🤖 AI Summary
This work addresses the instability and potential collapse of large language models during reinforcement learning training, often caused by discrepancies between training and inference environments. To mitigate this issue, the authors propose the Discrepancy-Constrained Markov Decision Process (DCMDP), which introduces a discrepancy-tolerant region and employs a Lagrangian relaxation mechanism to dynamically balance reward maximization with behavioral alignment. By integrating black-box discrepancy modeling and heterogeneous alignment techniques, DCMDP establishes the first training paradigm capable of adaptively modulating exploration and alignment based on the degree of environmental discrepancy.
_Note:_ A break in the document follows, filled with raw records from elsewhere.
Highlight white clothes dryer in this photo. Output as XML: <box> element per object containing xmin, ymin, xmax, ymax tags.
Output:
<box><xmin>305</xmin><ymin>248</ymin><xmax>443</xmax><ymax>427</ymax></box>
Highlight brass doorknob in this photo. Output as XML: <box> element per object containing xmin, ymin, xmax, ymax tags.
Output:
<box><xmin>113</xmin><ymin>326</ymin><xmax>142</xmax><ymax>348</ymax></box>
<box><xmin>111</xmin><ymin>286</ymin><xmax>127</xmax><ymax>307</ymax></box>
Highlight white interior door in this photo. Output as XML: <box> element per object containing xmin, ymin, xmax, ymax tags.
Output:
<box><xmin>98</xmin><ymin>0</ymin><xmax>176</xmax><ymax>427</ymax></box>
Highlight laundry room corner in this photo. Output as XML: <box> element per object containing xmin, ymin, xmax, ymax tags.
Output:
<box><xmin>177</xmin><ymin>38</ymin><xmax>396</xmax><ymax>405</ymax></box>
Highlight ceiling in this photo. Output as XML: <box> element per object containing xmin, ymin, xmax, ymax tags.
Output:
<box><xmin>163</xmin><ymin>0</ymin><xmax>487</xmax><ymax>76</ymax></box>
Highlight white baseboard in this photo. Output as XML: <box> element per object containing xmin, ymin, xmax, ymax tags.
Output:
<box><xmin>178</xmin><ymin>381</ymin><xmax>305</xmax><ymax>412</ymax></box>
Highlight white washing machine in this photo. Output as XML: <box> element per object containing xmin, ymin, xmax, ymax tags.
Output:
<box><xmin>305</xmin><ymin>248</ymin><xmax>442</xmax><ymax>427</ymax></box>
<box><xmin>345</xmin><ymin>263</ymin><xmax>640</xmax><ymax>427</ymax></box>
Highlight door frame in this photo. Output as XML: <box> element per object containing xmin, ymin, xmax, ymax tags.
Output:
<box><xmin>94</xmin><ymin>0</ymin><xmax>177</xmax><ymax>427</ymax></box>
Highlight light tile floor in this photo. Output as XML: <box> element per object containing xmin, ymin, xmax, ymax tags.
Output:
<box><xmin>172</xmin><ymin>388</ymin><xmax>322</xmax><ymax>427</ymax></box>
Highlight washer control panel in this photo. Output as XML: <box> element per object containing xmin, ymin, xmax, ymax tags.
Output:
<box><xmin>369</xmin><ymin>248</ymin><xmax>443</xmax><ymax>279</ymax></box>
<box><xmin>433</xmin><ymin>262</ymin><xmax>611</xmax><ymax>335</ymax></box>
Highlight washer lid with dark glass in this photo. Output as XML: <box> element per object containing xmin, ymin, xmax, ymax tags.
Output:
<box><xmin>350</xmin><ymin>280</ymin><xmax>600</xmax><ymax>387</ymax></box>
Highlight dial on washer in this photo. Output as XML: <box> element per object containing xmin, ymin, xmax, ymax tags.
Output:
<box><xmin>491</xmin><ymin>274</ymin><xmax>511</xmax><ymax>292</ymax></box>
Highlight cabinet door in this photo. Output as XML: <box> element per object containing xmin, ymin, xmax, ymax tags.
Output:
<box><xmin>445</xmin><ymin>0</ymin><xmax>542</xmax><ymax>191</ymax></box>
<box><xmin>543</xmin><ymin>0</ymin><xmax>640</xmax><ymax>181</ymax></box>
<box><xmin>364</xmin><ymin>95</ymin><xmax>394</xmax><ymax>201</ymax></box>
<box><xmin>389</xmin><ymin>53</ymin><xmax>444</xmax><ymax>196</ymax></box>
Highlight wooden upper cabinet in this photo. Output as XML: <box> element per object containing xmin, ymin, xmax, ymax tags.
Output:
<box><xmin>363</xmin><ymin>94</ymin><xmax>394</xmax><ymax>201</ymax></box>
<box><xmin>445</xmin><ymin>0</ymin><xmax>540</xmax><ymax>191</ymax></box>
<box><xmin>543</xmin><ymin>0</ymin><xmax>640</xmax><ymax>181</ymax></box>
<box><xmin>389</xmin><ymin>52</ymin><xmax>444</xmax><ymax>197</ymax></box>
Empirical results demonstrate that this approach significantly enhances the performance of both Qwen-3-8B and Qwen-3-30B-A3B models, achieving high-fidelity training while maintaining low-cost inference deployment.
📝 Abstract
Reinforcement Learning (RL) has emerged as a pivotal post-training paradigm, yet it frequently suffers from unpredictable sub-optimum performance or even training collapses. Recent findings attribute these failures to a hidden train-inference discrepancy (or mismatch), stemming from the disparate underlying engines and architecture. We find that the training policy can actively self-correct such a discrepancy when provided with an appropriate learning signal. Then, we further empirically identify a discrepancy tolerance region: within this region, aggressively narrowing the discrepancy can suppress policy exploration and reduce learning efficiency, whereas outside this region, reducing excessive discrepancy improves optimization consistency and raises the achievable local performance ceiling. According to such findings, we formulate this problem as a Discrepancy-Constrained Markov Decision Process (DCMDP), where reward maximization is coupled with a constraint that aligns training-Inference behavior, achieving stable dual-objective optimization. To adaptively balance performance improvement and discrepancy control, we introduce a Lagrangian relaxation mechanism that dynamically adjusts the relative weight of the two objectives according to the current degree of discrepancy violation. This enables stable dual-objective optimization: the policy is allowed to explore freely within the tolerance region, while being guided back when the discrepancy exceeds the safe boundary. Empirically, DCMDP significantly improves the performance of 8B dense model (Qwen-3-8b) and 30B Mixture-of-Expert model (Qwen-3-30bA3b), and enables a heterogeneous training paradigm, where LLMs can be optimized in high-fidelity training setup while being explicitly aligned for low-cost, resource-constrained inference deployment.